12) Comment by Noel Hammatt - 16/10/2012

I keep reading this: "Under the new review system, teachers rated as ineffective for two years in a row can be fired." While it is factually true, the real important truth lies hidden. A masterful, caring, high quality, and experienced teacher who is dedicated to changing the lives of her students for the better, will lose any protection she has after ONE year. That's right. If only one year in the Value Added Measurement (and remember, she can get a top rating from the principal portion of the over teacher evaluation, but that is TRUMPED by the wholly invalid VAM score) and she is rated INEFFECTIVE. Once she has this rating, ONE TIME,she is subject to removal for any reason, and her only recourse is that she is allowed to write a letter to the Superintendent to challenge his position. IF, there are "statistics" that show that all these teachers are incorrect, perhaps Superintendent John White could actually release all of the data on the evaluations, WITHOUT NAMES ATTACHED, of course, and let us see for ourselves what the data show, unfiltered by the department. In fact, if the system is so effective, why not allow the public, for the first time, to actually see the evaluation instrument. After all, it was paid for with our tax dollars!

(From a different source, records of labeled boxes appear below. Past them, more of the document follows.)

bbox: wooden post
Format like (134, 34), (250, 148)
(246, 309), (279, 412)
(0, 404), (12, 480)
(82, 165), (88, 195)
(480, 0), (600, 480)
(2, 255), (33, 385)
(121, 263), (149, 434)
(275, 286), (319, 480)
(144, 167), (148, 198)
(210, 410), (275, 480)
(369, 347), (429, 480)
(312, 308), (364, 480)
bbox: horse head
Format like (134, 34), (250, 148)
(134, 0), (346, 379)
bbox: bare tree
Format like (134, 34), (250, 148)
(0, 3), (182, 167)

13) Comment by lovemykids - 16/10/2012

Jindal and White believe that all you have to do to be a good teacher is follow a workbook and of course not want a decent paycheck or benefits. Teachers give our children more than Jindal and White combined can give them. A future.

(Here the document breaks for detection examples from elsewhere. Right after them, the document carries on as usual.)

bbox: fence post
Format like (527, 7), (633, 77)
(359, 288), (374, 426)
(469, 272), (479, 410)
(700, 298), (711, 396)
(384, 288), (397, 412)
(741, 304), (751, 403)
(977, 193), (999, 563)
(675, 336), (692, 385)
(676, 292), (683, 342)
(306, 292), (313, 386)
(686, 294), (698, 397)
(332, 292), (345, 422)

14) Comment by mikedeshot - 16/10/2012

So we should be surprised when an improperly tested evaluation system being run by people with zero qualifications already looks like a disaster? Another article in this edition shows that all the takeover/charter schools in the Baton Rouge area are such failures that parents are pulling their children out in droves. Why don't we have an evaluation system for Whte and Jindal based on the "value lost" by our school systems since they took over. Jindal better hope he gets a cabinet position because he won't be able to run for dog catcher in Louisiana after his education and healthcare reforms run their course. I am really concerned about the lasting damage this will do to our teaching profession as good teachers retire early and bright new teachers go to other states!